With the potential for long-term wealth and future financial stability, the advantages of owning an investment property attract many to the world of real estate. If you’re in this fortunate position, it’s important not to take your eye off the ball - especially when the end of the tax year rolls around!
For investment property owners, June 30th is one of the busiest times of the financial calendar. Being prepared and understanding what you need to do before this date will ensure your tax claim is managed effectively and that you can maximise the benefits of this crucial monetary period.
Here at BOQ, we want to help our customers understand the things they may not be familiar with to ensure they’re making decisions that are in their best interests. That’s why we’ve compiled a list of the key things you need to keep on your radar come the end of the tax year.
Stay on top of property maintenance and repairs
Many of us believe undergoing property maintenance is simply the cost of being a good landlord, but there are real tax benefits associated with ensuring your property is liveable as well.
If throughout the year you have spent money on property maintenance such as cleaning, gardening, pest control and repairing structures, you can claim against them.
However, there are a few things to know before claiming a deduction. Some deductions you can claim immediately, others over a number of years. The difference is between what’s considered as repair and maintenance, and things that fall under the ‘capital improvements’ umbrella. For example, paying to fix part of a fence that was damaged in a storm classes as a repair. Installing a solar panel, however, adds something new to the home, and therefore is classed as an improvement.
Improvements that don’t have an infinite lifespan are known as depreciating assets. Solar panels fall into this category, with the Australian Taxation Office (ATO) estimating that the average system has an effective lifespan of 20 years.
Investment property owners can claim for an income tax deduction for the costs associated with repairing and maintaining a rental property in the year they are paid for. Improvements, such as solar panels that have a depreciation value, need to be claimed over a number of years. A quantity surveyor can help you complete a comprehensive capital allowances and tax depreciation schedule which will ensure you’re on top of everything - something we’ll touch on later.
Plan your depreciation schedule in advance
As an investment property owner, you don’t just own the bricks and mortar, but everything that’s inside it too.
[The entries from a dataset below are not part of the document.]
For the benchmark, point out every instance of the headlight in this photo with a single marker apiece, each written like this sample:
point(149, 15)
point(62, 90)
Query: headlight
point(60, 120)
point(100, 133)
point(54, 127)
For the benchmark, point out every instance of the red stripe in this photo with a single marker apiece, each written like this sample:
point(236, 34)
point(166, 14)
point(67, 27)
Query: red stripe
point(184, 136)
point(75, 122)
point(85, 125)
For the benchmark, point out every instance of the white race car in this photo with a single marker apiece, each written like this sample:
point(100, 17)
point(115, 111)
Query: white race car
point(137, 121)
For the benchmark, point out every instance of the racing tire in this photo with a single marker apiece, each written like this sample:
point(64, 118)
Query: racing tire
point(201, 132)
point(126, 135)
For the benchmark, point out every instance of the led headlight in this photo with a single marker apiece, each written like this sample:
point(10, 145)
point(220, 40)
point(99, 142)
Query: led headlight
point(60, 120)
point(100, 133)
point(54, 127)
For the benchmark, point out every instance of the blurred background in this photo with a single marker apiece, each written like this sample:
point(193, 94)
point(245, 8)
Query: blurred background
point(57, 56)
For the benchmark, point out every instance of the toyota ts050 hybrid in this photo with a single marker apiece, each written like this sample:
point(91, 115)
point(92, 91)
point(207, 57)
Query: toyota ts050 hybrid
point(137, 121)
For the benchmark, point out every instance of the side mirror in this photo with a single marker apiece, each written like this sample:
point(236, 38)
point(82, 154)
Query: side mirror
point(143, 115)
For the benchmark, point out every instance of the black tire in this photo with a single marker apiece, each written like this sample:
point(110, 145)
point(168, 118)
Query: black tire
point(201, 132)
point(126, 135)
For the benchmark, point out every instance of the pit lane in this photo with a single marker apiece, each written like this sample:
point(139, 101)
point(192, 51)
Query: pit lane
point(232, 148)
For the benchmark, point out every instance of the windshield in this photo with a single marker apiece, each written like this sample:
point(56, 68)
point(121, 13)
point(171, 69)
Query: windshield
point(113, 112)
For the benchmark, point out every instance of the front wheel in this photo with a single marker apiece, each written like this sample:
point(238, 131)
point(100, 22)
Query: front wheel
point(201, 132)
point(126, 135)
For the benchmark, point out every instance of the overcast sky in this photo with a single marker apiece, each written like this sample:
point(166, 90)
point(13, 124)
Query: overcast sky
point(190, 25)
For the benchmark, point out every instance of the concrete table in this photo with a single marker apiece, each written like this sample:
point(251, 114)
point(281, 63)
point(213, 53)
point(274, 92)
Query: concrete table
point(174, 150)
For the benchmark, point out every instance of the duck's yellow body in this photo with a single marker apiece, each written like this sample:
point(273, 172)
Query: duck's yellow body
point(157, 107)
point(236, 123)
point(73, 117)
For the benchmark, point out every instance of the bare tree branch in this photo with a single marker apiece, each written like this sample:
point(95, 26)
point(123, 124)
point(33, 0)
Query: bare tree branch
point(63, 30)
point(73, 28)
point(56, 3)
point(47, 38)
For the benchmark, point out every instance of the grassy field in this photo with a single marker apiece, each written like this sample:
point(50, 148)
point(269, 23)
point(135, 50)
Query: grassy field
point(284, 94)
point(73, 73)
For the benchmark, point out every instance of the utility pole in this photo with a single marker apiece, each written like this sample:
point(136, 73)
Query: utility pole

From carpets to the oven, window treatments to hot-water systems, the list of assets an occupier is responsible for is endless.
As tenants use these assets, they’ll naturally experience wear and tear. Therefore, over a number of years, a fixture’s appearance and effectiveness will not equal what it was on day one. As such, its value declines and it becomes known as a depreciation asset - much like the solar panel example we used earlier on.
The ATO understands there’s not much investment property owners can do about wear and tear... This is why it allows people to claim a depreciating asset’s decline in value back as a deduction over a number of years - typically the effective lifespan of a product.
In a lot of cases, property owners can work out a product’s effective lifespan themselves, or use the ATO’s own effective lifespan table to see if estimations add up. It’s important to note that as of July 1, 2017, investment property owners can no longer claim a deduction for the decline in value of depreciating assets they bought second hand.
A depreciation schedule is a handy one-stop shop for depreciating assets and their deduction rates. It makes sure that each year you know exactly what has depreciated and what depreciation amount to include in your claims. Depending on the level of depreciation, this can mean hundreds or even thousands of dollars of savings over the life of a property.
Getting this completed and submitted before the end of the tax year means you can get the money right away, without having to wait another 12 months!
Refinance to an Interest Prepaid Home Loan
Interest and insurance are two expenses that can also be claimed, much like a damaged gutter or a broken roof tile.
This is because these costs are associated directly with earning investment income. The ATO also lets you claim back some expenses that have been prepaid. This can be especially useful if you have a lump sum of money that is currently being utilised. Often, prepaying your expenses such as interest on your mortgage or your insurance premiums can earn you a discount along with being one less thing to worry about during the year.
Here at BOQ, we offer a one-year fixed prepaid home loan. This lets you lock in an interest rate and pay the interest associated with your mortgage ahead of time. As outlined above, the ATO may let you claim this at the end of the current tax year. This may remove some risk of interest rate rises and thus interest repayments on your mortgage.
We understand that the end of the tax year can be a stressful time for anyone, especially those in the investment property business. That’s why we work hard to help our customers understand important things they may not be familiar with to ensure they’re making decisions in their best interests.